Can you turn off drive in UEFI drive settings. New systems do not need physical disconnection, but have settings to deactivate a drive in UEFI. Then with only one drive seen, your install will be totally on that drive.

misbug
March 16th, 2020, 05:35 PM
Windows puts boot partition on default drive. So it may have put ESP on drive you reformatted for Ubuntu?
But it still should have had an UEFI boot entry, even if obsoleted by reformat of ESP.

Can you turn off drive in UEFI drive settings. New systems do not need physical disconnection, but have settings to deactivate a drive in UEFI. Then with only one drive seen, your install will be totally on that drive.

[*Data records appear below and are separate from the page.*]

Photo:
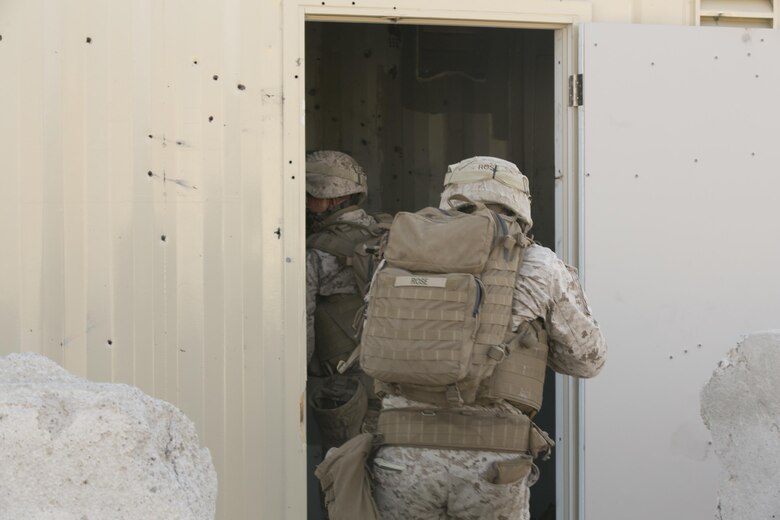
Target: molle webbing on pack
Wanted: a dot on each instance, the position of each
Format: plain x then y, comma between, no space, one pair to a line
436,337
461,429
519,379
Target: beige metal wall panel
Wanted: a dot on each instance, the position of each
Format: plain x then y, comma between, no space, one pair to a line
141,195
123,123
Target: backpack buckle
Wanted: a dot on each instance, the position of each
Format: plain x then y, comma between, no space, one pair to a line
498,353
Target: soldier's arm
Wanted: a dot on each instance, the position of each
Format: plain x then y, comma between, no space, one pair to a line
548,289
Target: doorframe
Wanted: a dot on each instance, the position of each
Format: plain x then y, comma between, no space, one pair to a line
563,18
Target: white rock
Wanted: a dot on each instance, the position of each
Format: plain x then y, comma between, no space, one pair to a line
740,406
73,449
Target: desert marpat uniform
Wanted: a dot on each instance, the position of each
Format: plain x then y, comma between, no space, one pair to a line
428,483
326,275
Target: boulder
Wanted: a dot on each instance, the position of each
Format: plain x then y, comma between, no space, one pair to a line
74,449
741,408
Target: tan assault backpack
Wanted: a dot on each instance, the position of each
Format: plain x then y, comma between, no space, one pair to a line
438,326
335,317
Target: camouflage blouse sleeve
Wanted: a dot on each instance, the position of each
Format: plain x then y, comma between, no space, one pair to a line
312,287
546,288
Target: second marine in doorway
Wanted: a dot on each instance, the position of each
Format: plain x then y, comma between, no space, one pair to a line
455,436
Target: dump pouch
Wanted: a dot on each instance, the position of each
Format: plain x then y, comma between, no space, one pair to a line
339,406
448,428
346,482
333,319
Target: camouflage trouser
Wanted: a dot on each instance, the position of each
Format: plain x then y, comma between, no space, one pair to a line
430,484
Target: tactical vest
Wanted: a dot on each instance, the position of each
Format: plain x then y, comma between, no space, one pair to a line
439,330
355,245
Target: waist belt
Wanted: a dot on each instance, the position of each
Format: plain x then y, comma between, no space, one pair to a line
461,429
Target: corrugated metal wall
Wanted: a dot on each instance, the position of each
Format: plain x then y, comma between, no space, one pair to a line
141,192
138,208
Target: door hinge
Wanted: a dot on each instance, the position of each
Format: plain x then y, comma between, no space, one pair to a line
575,90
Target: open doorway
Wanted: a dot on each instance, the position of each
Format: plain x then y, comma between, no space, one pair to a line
406,101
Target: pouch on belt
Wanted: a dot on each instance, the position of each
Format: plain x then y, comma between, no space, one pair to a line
339,406
346,482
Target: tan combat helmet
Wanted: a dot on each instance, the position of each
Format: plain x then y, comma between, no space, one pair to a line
331,174
491,181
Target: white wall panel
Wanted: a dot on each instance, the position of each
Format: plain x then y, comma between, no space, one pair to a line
681,249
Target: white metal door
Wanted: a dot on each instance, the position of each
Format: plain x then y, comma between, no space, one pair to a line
680,230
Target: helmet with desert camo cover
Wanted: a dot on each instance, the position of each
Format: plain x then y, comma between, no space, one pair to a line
332,174
489,180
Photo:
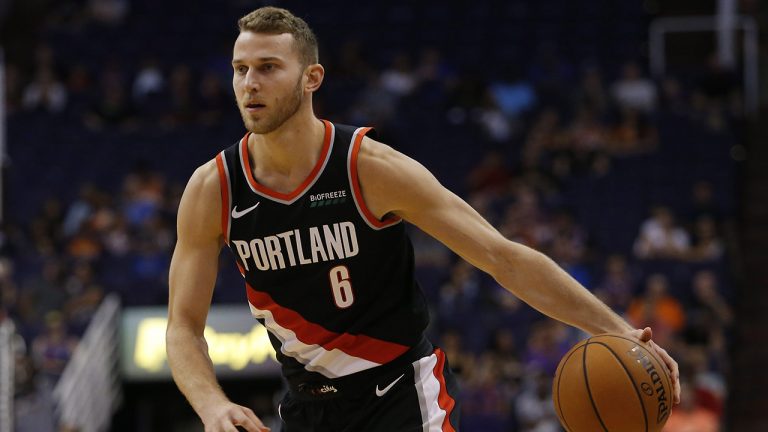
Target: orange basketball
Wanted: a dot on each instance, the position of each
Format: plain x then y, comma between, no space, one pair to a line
612,383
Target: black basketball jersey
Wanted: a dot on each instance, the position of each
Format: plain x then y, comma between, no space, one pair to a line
333,284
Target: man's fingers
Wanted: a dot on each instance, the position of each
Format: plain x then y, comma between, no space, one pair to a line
247,420
672,367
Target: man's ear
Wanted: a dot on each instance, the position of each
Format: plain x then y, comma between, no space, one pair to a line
315,74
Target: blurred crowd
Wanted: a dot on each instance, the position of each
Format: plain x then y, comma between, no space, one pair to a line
536,132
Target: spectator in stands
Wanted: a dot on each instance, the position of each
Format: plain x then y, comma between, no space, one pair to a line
9,292
543,137
707,244
14,91
658,309
490,175
689,417
459,296
399,78
183,107
79,89
485,405
112,107
633,90
43,293
534,406
548,341
660,237
634,134
45,93
703,203
586,136
591,93
52,349
80,210
213,101
618,283
149,81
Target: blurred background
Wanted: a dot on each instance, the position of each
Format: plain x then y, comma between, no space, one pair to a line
621,138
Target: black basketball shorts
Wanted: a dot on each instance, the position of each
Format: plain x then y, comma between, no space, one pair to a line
418,397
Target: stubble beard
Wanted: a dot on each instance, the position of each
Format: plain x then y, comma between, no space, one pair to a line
283,112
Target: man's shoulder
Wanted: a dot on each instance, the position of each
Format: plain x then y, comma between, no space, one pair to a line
205,179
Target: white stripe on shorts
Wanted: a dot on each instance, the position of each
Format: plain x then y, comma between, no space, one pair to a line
428,389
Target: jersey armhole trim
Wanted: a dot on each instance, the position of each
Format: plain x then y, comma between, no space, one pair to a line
354,183
226,202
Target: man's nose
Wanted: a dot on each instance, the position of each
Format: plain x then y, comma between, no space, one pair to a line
251,81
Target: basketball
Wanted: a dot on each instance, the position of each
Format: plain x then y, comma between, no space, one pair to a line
612,383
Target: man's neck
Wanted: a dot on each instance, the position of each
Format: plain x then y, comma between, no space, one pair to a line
285,156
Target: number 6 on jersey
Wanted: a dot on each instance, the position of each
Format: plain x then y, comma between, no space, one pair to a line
341,287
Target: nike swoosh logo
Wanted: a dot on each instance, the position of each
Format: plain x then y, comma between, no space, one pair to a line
384,391
237,214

Based on your suggestion I did a test: I restarted the machine and from the BIOS disabled the Ubuntu disk from the boot sequence. But then I notice that the Windows hard drive is not even in the boot options. Continued any way but the system didn't boot. BTW, that hard disk does appear during the system post. I'm lost!

oldfred
March 16th, 2020, 05:44 PM
Boot order is separate from hardware settings on drives.
See this example from my Asus
Screenshot # 3. Advanced mode, Storage configuration, can set to disabled
https://ubuntuforums.org/showthread.php?t=2258575&page=2

misbug
March 19th, 2020, 03:42 PM
I solved my problem, not in the way that I wanted to, but solved nonetheless.

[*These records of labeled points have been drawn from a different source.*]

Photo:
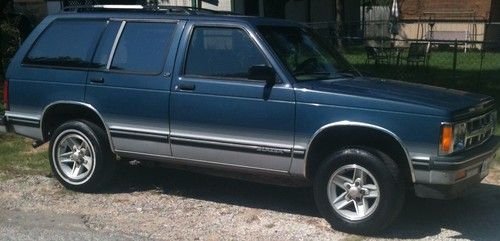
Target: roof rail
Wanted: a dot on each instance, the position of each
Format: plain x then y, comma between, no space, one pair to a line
143,8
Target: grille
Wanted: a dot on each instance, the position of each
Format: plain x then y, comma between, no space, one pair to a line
480,129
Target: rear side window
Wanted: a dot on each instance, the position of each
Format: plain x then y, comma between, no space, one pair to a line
222,52
143,47
103,50
66,43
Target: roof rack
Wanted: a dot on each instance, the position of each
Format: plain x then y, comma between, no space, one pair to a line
144,8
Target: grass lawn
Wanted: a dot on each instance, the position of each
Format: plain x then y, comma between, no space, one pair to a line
18,158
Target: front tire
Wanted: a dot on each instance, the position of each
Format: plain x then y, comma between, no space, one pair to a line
359,190
80,156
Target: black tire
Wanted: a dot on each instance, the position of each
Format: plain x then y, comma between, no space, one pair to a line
103,165
391,189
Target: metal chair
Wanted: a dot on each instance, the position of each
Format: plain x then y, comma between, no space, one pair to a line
376,55
418,53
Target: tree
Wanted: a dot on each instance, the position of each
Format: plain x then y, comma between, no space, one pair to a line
339,22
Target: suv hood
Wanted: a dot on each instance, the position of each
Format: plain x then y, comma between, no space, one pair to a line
391,95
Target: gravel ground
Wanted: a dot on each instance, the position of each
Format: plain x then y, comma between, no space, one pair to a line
156,203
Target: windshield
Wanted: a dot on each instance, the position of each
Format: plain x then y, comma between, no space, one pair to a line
305,55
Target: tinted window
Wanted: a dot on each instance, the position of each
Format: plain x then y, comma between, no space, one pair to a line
222,52
67,43
143,47
105,44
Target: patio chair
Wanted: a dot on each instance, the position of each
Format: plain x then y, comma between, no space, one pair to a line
376,55
418,53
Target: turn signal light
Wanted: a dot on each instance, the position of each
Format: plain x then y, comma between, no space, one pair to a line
446,143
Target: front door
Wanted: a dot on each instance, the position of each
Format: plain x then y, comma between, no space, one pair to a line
218,115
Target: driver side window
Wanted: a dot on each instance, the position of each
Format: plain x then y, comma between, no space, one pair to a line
226,53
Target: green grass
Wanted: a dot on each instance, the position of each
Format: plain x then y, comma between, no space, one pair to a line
17,158
498,152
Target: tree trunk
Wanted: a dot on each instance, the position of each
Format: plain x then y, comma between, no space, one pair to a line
339,22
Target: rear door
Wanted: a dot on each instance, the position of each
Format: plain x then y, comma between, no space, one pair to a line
130,84
219,116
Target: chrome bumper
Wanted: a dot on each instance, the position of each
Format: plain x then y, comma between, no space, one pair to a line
449,177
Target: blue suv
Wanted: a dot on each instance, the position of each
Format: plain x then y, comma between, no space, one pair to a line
245,97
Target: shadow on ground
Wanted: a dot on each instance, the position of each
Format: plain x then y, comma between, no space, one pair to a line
475,216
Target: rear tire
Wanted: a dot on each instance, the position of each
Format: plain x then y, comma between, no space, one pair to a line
80,156
361,203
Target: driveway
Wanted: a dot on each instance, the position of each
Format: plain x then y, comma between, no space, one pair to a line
156,203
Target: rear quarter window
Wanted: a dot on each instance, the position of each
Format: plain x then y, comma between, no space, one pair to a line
66,43
143,47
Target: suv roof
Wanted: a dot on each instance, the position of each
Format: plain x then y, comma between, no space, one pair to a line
173,12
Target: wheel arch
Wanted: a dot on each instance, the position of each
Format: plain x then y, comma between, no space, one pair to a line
342,134
51,117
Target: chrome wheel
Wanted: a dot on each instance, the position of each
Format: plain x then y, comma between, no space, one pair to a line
353,192
74,157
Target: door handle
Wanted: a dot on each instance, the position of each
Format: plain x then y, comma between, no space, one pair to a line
186,86
97,80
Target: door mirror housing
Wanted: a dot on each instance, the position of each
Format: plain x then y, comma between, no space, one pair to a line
262,72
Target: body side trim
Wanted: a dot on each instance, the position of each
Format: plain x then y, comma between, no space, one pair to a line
194,162
260,148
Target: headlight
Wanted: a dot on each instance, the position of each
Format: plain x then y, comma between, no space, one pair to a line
452,137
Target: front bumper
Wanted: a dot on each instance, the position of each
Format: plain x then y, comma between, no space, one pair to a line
4,127
448,177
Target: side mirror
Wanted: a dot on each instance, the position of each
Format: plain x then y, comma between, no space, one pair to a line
262,72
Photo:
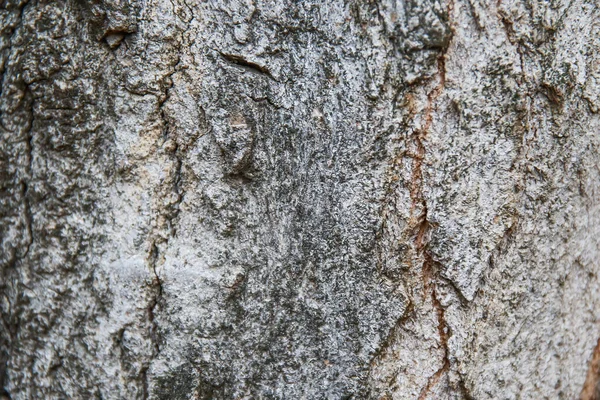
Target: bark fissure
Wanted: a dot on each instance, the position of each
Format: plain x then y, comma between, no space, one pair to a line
430,273
591,387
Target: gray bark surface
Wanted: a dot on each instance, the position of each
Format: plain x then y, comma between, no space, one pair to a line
347,199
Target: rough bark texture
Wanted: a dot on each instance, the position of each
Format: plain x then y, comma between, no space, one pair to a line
367,199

First I installed refind as suggested by dragonfly41 (thanks a lot). It did not solve the problem, however, I found it much easier to work with compared to grub.

After that, I did what oldfred (thanks a lot) suggested regarding deactivating the disk via the BIOS. I couldn't do it via the BIOS, however, I physically disconnected the drive, booted the system using a Windows 10 live usb. Trying to fix the boot via Windows troubleshoot didn't work. So I did what I had to: Installed the a new copy of windows while the Ubuntu disk is physically detached. Once the installation finished, I disabled the "fast startup" from windows power setting (some suggest that it causes some problems).

Then connected the ubuntu disk back, booted to ubuntu, did a os-prober and updated the refind. And voila, it is fixed.

In a way, I'm upset that I couldn't solve the issue (or rather, understand the problem) but I have both OS and happy about it. Thank you all for the support.